Yusuf Hamied Department of Chemistry, University of Cambridge, Lensfield Road, Cambridge CB2 1EW, U.K.
J Chem Inf Model. 2023 Jul 24;63(14):4364-4375. doi: 10.1021/acs.jcim.3c00649. Epub 2023 Jul 10.
CONFPASS (ormer rioritizations and nalyi for DFT re-optimizations) has been developed to extract dihedral angle descriptors from conformational searching outputs, perform clustering, and return a priority list for density functional theory (DFT) re-optimizations. Evaluations were conducted with DFT data of the conformers for 150 structurally diverse molecules, most of which are flexible. CONFPASS gives a confidence estimate that the global minimum structure has been found, and based on our dataset, we can have 90% confidence after optimizing half of the FF structures. Re-optimizing conformers in order of the FF energy often generates duplicate results; using CONFPASS, the duplication rate is reduced by a factor of 2 for the first 30% of the re-optimizations, which include the global minimum structure about 80% of the time.
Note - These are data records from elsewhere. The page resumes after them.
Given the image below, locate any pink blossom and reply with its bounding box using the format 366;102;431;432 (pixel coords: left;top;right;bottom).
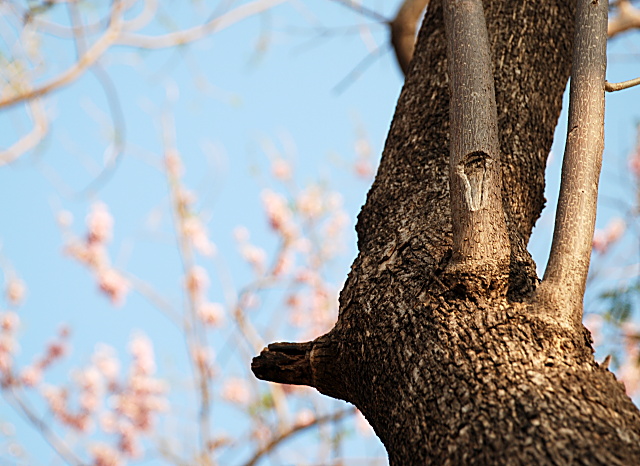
5;277;27;306
92;344;120;382
57;210;73;228
20;366;42;387
222;377;251;405
182;216;216;256
97;268;129;305
164;150;184;178
240;244;267;275
0;311;20;333
87;202;113;243
262;189;297;241
198;302;224;327
296;186;323;219
296;408;316;426
89;443;124;466
233;225;250;243
129;333;156;375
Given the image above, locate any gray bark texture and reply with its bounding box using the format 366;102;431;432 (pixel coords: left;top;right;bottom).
252;0;640;465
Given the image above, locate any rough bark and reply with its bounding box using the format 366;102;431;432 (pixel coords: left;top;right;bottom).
253;0;640;465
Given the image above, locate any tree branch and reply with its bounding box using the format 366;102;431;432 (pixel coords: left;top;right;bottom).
389;0;429;76
538;0;608;326
245;408;356;466
444;0;510;281
251;333;349;401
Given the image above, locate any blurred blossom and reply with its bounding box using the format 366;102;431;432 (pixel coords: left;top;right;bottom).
592;217;627;254
0;311;20;333
87;202;113;243
233;225;250;243
57;210;73;228
97;268;130;305
222;377;251;405
240;243;267;275
89;443;124;466
5;277;27;306
91;344;120;381
296;408;316;426
186;265;209;295
129;333;156;375
273;251;294;277
261;189;297;241
164;149;184;178
198;302;224;327
271;157;293;181
20;366;42;387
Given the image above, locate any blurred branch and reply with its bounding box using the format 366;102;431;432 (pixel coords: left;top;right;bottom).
604;78;640;92
2;387;85;466
245;408;356;466
389;0;429;76
607;0;640;37
116;0;286;49
0;0;122;108
0;98;49;167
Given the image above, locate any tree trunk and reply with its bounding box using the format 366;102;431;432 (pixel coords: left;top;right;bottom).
252;0;640;465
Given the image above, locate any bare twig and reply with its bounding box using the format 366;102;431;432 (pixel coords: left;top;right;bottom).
0;0;122;108
0;98;49;167
604;78;640;92
2;387;85;466
245;408;356;466
537;0;608;327
389;0;429;76
116;0;286;49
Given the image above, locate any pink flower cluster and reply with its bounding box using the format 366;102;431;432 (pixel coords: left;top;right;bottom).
65;202;130;305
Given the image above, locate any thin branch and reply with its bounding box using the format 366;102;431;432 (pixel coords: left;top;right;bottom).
389;0;429;76
604;78;640;92
537;0;608;327
116;0;286;49
2;388;85;466
0;0;122;108
333;0;389;23
444;0;510;280
245;408;356;466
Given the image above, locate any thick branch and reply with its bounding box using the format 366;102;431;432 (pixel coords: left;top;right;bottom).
251;334;348;400
539;0;608;325
389;0;429;76
444;0;510;277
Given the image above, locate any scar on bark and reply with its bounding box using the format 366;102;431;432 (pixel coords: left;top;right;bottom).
251;332;349;401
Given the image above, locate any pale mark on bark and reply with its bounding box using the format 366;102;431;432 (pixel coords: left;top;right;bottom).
456;151;488;212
CONFPASS(用于重新优化的优先排序和最终选择)旨在从构象搜索结果中提取二面角描述符,进行聚类,并为密度泛函理论(DFT)重新优化提供优先级列表。评估是使用 150 个结构多样的分子的构象的 DFT 数据进行的,其中大多数是灵活的。CONFPASS 给出了一个置信度估计,表明已经找到了全局最小结构,并且根据我们的数据集,在优化一半的 FF 结构后,我们可以有 90%的置信度。按照 FF 能量的顺序重新优化构象通常会产生重复的结果;使用 CONFPASS,在前 30%的重新优化中,重复率降低了 2 倍,其中大约 80%的时间包含全局最小结构。